An effort to remove hazardous debris collected across the Kenai Peninsula’s various watersheds has picked up steam and a local resource planner expects the clean-up effort to begin in the spring.
Kenai Peninsula Borough resource planner John Czarnezki said recently he had gathered about 30 problem projects identified by residents through the last several months and, with the help of field experts, has narrowed and prioritized that list into 24 items.
“Over time stuff ends up in the rivers whether it’s from a flood event or just structures falling apart through the years,” he said. “The nice thing about this program is that we are being made aware of them and we will be able to get that stuff out and hopefully improve the habitat.

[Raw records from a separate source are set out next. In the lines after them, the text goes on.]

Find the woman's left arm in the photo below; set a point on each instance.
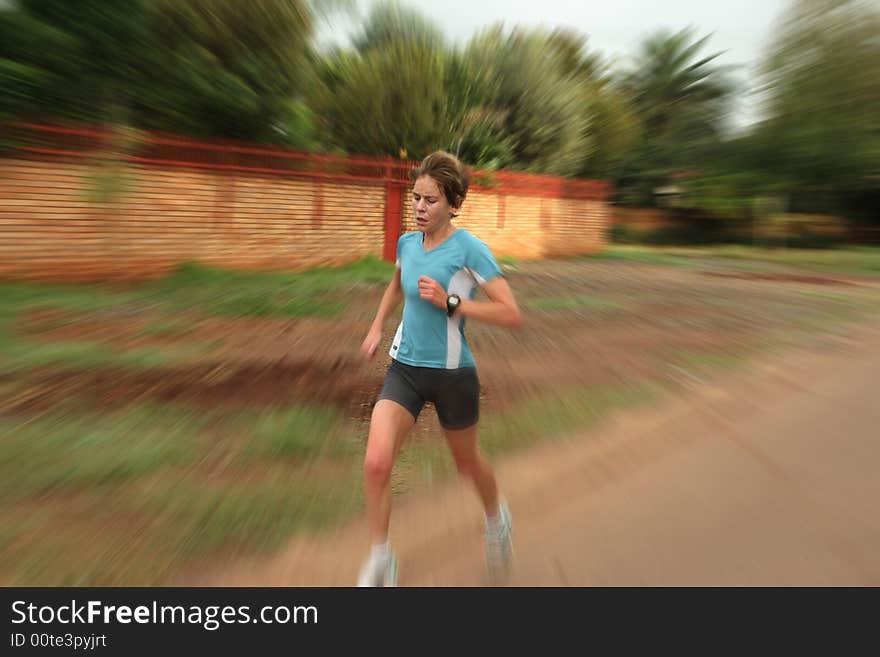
(500, 310)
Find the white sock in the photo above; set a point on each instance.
(495, 522)
(380, 552)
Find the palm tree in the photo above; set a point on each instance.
(673, 85)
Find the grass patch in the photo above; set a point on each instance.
(71, 449)
(298, 432)
(228, 293)
(582, 302)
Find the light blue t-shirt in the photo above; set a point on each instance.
(426, 337)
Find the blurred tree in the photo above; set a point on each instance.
(202, 67)
(822, 131)
(389, 22)
(680, 98)
(535, 83)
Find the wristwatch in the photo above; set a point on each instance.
(452, 303)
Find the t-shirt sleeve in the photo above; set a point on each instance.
(481, 262)
(399, 246)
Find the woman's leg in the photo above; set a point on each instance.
(473, 466)
(389, 426)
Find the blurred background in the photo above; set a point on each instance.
(153, 428)
(706, 109)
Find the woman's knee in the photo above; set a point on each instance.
(377, 466)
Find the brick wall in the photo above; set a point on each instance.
(55, 223)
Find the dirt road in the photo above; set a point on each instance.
(767, 477)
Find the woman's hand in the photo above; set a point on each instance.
(371, 343)
(430, 290)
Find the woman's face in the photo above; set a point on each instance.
(430, 207)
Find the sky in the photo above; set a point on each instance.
(741, 29)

“Overall it is doing what we hoped it would do — open our eyes to the issues.”
The idea is to use secured and potential future funding to help remove the build up of junk and debris that can, or has, turned into navigational or environmental hazards.
“We went and looked at everything people told us about,” Czarnezki said. “In some situations the projects or the things people called in either didn’t fit the program or weren’t really problems. So what we ended up doing is eliminating a handful of them.”

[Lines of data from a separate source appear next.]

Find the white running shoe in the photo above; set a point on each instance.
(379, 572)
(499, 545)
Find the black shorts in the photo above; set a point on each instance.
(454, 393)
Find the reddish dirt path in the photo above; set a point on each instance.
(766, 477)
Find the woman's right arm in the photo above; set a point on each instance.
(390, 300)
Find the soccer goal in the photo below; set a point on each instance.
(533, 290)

Czarnezki said he recently started moving down the list contacting property owners and various agencies to lay the groundwork for the project.
He said the borough has applied for additional funding to supplement the $74,000 already secured through grants.

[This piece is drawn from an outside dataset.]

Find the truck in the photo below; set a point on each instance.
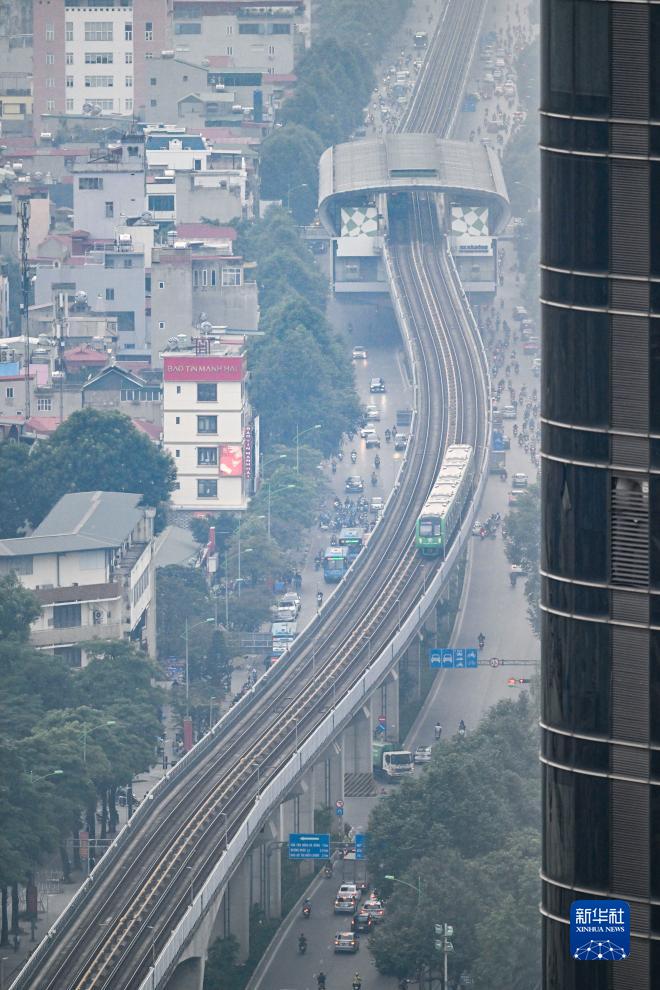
(390, 763)
(497, 461)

“We are hoping we can bump that up to about $86,000 if we get this additional $12,000,” he said.
He doesn’t anticipate getting through all of the 24 projects with the money currently available, but hopes that as funding turns up he will be able to “to chase those projects down and try to get them cleaned up.”
“If people are aware of things we will gladly take the information,” he said. “By all means … we want to know about it.”
Watershed experts ranked the collected projects and information on a number of criteria including importance to fish passage, potential environmental or health hazards, coastal proximity, access and the benefit versus the cost, Czarnezki said.
The highest-ranked project is the Soldotna Creek project, which entails removing an old fence blocking one of the channels.
“Through the years it has been collecting leaves, twigs, branches and it’s like a little dam, … fish can still get up through the other channel, but it is blocked in this one,” he said.
The good news is that the state now owns one side of the fence and the city of Soldotna the other and both are willing to help with the effort.
“We’re hopefully going to be able to move down a bit further down our list because we have got cooperation from these folks and we are hoping that we find that throughout here as we move down the list,” Czarnezki said.
The second highest project is a jetty just down stream of the River Center building.
“It is a collection of old machinery, Caterpillar tracks, tires, wheels and heavy equipment junk that was put into the river and … I believe the idea was to create a jetty,” Czarnezki said.
He noted there have been a number of other jetties found and removed from the Kenai River over the years.
Two other projects include collapsed and abandoned bridges — one in Bishop Creek in the Nikiski area, and one on Leaf Creek, near Point Possession. Included are several abandoned cars and other junk in the Anchor River area.
“That one is from the 2002 floods,” he said. “It created quite a mess down there and there is still some rather nasty stuff hanging out there.”
Although he expected to find some, the amount of abandoned vehicles was surprising, Czarnezki said.
“I expected to see them because I had some knowledge of them at different locations, but I didn’t expect the number of them in so many different locations,” he said. “That came as a surprise.”